Le gestionnaire devrait prochainement remplacer ces marches à vide par le système MARS LGV pour « Mobiles Autonomes de Reconnaissance en Sécurité ». Comme le montre la vidéo ci-dessous, MARS est un véhicule autonome ressemblant à un train, embarquant une série de capteurs (caméras, radar, Lidar…) et pilotable à distance par un opérateur.
« Ces mobiles effectueront une analyse fine et instantanée du réseau ferré national, grâce à une série de capteurs embarqués. Alimentés par des batteries de nouvelle génération, ils parcourront l’ensemble du réseau et transmettront instantanément les informations nécessaires aux équipes de supervision », explique SNCF Réseau.

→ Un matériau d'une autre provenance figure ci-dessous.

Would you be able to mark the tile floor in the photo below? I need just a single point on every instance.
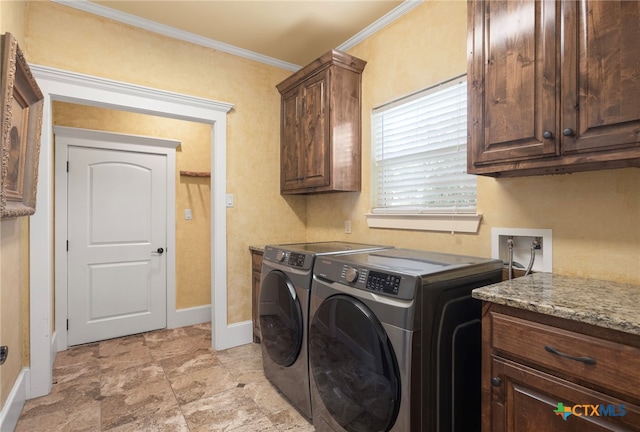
(165, 380)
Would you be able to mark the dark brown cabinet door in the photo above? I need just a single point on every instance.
(320, 139)
(512, 78)
(554, 86)
(601, 76)
(526, 400)
(314, 133)
(290, 150)
(304, 141)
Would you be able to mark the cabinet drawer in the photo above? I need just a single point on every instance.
(609, 365)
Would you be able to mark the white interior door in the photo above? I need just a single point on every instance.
(116, 239)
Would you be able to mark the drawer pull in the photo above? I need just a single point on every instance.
(585, 360)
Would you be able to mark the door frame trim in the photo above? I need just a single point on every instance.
(66, 137)
(66, 86)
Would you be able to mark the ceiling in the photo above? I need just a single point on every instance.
(289, 33)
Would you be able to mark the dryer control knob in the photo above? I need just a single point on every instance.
(351, 275)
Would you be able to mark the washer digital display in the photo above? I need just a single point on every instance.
(387, 283)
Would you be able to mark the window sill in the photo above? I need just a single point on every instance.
(462, 223)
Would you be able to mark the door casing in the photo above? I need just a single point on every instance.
(75, 137)
(61, 85)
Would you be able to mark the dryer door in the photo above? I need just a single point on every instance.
(353, 365)
(280, 318)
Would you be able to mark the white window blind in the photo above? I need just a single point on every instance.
(420, 153)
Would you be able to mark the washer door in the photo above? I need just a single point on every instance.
(280, 318)
(353, 365)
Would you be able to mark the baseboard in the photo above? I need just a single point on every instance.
(13, 407)
(235, 335)
(189, 316)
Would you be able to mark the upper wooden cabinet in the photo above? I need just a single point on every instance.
(554, 86)
(320, 135)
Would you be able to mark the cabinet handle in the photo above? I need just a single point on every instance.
(585, 360)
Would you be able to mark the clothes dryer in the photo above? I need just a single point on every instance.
(395, 340)
(283, 309)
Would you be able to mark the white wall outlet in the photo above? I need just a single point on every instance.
(522, 243)
(347, 227)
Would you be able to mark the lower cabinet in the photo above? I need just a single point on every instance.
(542, 373)
(256, 267)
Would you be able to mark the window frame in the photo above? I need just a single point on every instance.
(418, 218)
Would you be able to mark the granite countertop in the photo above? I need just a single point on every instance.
(601, 303)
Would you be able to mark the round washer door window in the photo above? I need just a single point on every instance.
(353, 365)
(280, 318)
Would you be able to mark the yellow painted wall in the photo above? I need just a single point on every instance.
(595, 216)
(65, 38)
(13, 255)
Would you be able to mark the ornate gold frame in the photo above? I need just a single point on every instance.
(21, 102)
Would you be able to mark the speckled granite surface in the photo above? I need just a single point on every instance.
(602, 303)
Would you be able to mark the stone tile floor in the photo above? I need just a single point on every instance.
(165, 380)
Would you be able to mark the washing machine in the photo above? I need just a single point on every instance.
(283, 309)
(395, 341)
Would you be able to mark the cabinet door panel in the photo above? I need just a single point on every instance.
(602, 93)
(290, 150)
(531, 398)
(513, 80)
(314, 132)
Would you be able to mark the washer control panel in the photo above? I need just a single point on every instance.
(289, 258)
(371, 280)
(384, 282)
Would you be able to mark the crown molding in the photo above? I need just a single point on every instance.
(106, 12)
(96, 9)
(108, 85)
(382, 22)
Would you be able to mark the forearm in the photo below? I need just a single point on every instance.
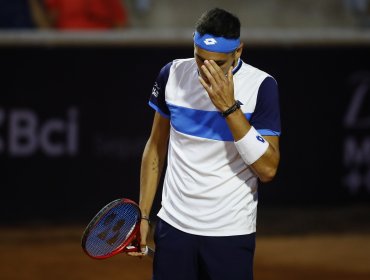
(151, 170)
(265, 166)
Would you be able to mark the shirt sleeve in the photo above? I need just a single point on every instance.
(266, 116)
(158, 97)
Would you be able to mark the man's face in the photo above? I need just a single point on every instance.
(223, 60)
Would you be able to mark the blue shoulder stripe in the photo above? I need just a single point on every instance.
(203, 124)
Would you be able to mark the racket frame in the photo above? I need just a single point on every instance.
(134, 237)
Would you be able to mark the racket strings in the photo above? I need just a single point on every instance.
(112, 230)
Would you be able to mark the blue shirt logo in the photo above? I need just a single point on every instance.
(260, 138)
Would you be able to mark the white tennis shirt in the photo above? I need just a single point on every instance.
(208, 189)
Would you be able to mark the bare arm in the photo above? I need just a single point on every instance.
(151, 169)
(266, 166)
(221, 92)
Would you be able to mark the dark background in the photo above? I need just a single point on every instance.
(109, 88)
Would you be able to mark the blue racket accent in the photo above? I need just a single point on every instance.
(111, 228)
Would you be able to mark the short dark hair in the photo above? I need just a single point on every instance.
(220, 23)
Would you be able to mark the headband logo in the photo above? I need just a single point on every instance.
(210, 41)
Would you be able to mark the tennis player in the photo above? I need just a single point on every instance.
(220, 118)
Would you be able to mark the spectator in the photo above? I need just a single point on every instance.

« Ils seront capables de détecter les obstacles sur les voies, les anomalies dans l’environnement des LGV et d’identifier rapidement les zones nécessitant une intervention. »

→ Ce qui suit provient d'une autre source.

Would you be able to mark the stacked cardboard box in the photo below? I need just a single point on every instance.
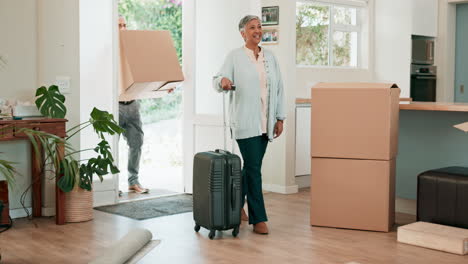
(354, 140)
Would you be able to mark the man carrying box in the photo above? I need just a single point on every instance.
(142, 79)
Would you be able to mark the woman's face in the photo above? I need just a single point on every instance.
(252, 32)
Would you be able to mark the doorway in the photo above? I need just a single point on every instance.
(161, 162)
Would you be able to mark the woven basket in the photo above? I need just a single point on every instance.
(78, 205)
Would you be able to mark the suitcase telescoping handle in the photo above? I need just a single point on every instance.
(233, 88)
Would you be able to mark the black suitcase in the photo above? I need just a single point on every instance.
(217, 188)
(217, 191)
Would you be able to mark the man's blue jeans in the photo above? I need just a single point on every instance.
(130, 120)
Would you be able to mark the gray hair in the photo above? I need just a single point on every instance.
(246, 20)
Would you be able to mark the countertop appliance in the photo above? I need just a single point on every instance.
(423, 83)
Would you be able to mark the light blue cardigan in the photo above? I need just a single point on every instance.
(246, 113)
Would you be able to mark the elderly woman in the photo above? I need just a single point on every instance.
(258, 114)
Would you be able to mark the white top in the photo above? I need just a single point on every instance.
(260, 67)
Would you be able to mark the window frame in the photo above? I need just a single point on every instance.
(360, 9)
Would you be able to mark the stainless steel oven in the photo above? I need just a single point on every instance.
(422, 51)
(423, 83)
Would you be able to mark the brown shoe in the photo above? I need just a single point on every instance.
(138, 189)
(261, 228)
(244, 216)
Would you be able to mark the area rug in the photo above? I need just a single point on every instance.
(156, 207)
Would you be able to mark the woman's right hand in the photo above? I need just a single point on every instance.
(226, 84)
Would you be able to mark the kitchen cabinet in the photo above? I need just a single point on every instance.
(424, 14)
(303, 139)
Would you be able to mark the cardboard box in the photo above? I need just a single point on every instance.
(5, 212)
(354, 194)
(148, 64)
(355, 120)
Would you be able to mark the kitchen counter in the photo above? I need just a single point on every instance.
(406, 104)
(434, 106)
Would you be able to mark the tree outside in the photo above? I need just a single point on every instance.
(312, 35)
(161, 162)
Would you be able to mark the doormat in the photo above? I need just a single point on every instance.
(156, 207)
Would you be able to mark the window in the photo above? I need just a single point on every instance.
(328, 34)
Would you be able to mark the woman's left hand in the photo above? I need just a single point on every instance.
(278, 128)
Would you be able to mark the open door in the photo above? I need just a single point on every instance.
(210, 31)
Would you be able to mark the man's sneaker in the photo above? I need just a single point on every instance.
(138, 189)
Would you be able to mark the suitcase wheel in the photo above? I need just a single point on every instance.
(235, 231)
(211, 234)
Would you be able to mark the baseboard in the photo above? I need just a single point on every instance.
(405, 206)
(48, 211)
(20, 213)
(280, 188)
(303, 181)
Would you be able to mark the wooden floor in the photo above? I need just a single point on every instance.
(291, 240)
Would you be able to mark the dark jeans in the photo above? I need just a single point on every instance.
(252, 150)
(129, 119)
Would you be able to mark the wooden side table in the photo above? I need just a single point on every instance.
(53, 126)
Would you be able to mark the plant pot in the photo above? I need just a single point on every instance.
(78, 205)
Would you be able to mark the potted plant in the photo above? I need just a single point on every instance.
(76, 175)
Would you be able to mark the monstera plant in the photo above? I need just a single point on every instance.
(75, 172)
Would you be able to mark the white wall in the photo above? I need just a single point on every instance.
(98, 30)
(58, 55)
(445, 52)
(41, 42)
(18, 79)
(393, 43)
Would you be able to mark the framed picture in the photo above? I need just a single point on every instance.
(270, 15)
(270, 35)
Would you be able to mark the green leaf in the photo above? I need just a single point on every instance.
(103, 122)
(50, 102)
(69, 171)
(86, 177)
(7, 169)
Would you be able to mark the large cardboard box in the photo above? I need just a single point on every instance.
(355, 120)
(354, 194)
(148, 64)
(5, 212)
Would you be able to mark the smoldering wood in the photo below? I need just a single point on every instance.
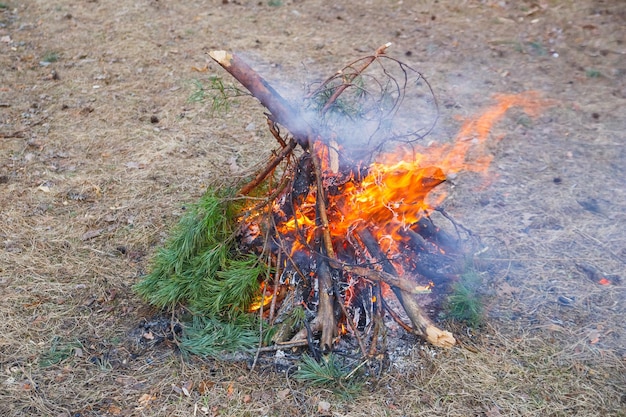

Plus de TGV disponibles pour les voyageurs
Le gestionnaire met en avant les bénéfices d’une telle solution: « une consommation énergétique divisée par 20 et une conception ‘verte’ du mobile avec une solution bas-carbone, l’intégration de technologies innovantes (qui) pourrait ouvrir la voie à d’autres domaines de l’exploitation ferroviaire et une augmentation du niveau de sécurité ferroviaire et des coûts de réalisation de la reconnaissance divisés par trois ».
Par ailleurs, cela libérerait des conducteurs et du matériel pour le service commercial alors que SNCF Voyageurs souffre d’un parc de TGV sous dimensionné face à la demande, tandis que les nouveaux TGV M se font toujours attendre. Les rames qui effectuent la surveillance des voies effectuent environ 20 circulations par jour. Le projet commence juste son développement. La fabrication du prototype est programmée pour 2027, les essais et tests pour 2028-2029 et la validation mi-2029 pour une exploitation en 2030.